Occupancy grid maps in practice

Occupancy grid maps are one of the most practical map representations in robotics. They divide space into cells and estimate whether each cell is free, occupied, or still unknown. That sounds simple, but the representation is powerful because it turns noisy sensor measurements into a structure that planning, localization, and obstacle reasoning can use directly.

Occupancy grids remain popular because they are conceptually clear, easy to update incrementally, and compatible with a wide range of sensors and algorithms.

The basic idea

Imagine covering the world with a 2D chessboard. Every square stores the current belief about whether that patch of space contains an obstacle. If the robot sees repeated evidence that a cell is blocked, the occupancy probability rises. If the robot repeatedly observes that a cell is clear, the probability falls. Cells that have not been observed remain unknown.

This representation is attractive because it makes uncertainty explicit. The map does not pretend to know the world perfectly. It stores a belief that can change as new measurements arrive.

Why occupancy grids matter

Occupancy grids are useful because they bridge sensing and action. Raw LiDAR or sonar readings are hard for a planner to use directly. A grid map converts those measurements into a spatial memory that answers practical questions such as:

  • Which nearby cells are clearly free?
  • Where are likely obstacles?
  • Which regions remain unknown or poorly observed?
  • Is there a safe corridor from the current pose to the goal?

That makes occupancy grids especially valuable in mobile robotics, autonomous navigation, and obstacle avoidance.

How sensor updates work

The most common formulation updates each cell probabilistically from incoming sensor data. Laser scans, depth sensors, or range observations are traced into the map:

  • cells along the beam are often reinforced as free
  • the end point is reinforced as occupied if an obstacle was detected
  • cells beyond the obstacle remain unknown because the sensor did not see through it

Many systems use a log-odds update because it makes repeated Bayesian updates efficient. Instead of storing raw probabilities directly, the map stores a transformed value that can be incremented or decremented more easily as evidence accumulates.

for each laser beam:
    mark traversed cells as more likely free
    mark impact cell as more likely occupied
    keep unobserved cells unknown

That small pattern is the heart of many practical grid-mapping systems.
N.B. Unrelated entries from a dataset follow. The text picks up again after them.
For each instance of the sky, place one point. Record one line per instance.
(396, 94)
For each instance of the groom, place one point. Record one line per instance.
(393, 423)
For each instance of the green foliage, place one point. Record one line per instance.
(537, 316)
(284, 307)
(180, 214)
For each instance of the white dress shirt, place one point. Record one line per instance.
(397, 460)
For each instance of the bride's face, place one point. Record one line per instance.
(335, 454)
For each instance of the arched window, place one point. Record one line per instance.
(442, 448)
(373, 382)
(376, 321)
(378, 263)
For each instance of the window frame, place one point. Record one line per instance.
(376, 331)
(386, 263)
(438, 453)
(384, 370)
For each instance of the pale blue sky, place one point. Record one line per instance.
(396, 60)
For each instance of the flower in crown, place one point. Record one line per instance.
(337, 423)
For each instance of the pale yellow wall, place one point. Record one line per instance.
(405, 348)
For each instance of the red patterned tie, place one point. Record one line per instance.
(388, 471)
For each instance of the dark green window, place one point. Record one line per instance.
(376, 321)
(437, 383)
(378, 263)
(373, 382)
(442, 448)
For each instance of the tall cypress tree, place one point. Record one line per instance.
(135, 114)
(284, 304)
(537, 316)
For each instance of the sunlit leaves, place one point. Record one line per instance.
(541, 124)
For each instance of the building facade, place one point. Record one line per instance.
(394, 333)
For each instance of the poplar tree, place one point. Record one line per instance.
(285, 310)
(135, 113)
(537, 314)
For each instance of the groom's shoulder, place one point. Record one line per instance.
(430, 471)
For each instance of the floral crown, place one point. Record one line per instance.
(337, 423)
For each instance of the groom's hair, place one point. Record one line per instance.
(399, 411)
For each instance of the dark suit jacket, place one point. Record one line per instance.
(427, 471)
Resolution is a real engineering tradeoff

Occupancy grids look straightforward until you choose the cell size. Resolution affects almost everything:

  • finer cells capture more detail
  • coarser cells reduce memory and compute load
  • planning cost often scales badly as resolution becomes too fine
  • small errors and sensor noise can become exaggerated at very high resolution

MRPT’s occupancy-grid notes highlight this tradeoff clearly: many operations scale with the square of the inverse resolution. That means halving the cell size can increase computational cost dramatically.

So the “best” resolution is not the finest possible one. It is the one that matches the robot size, sensor noise, and planning needs.

How grids support planning

Once the map stores free and occupied cells, a planner can search for safe paths. The simplest approach is to inflate obstacles by the robot radius, then run a path-planning algorithm over the remaining free cells. This is why occupancy grids are so practical: they convert navigation into a structured search problem.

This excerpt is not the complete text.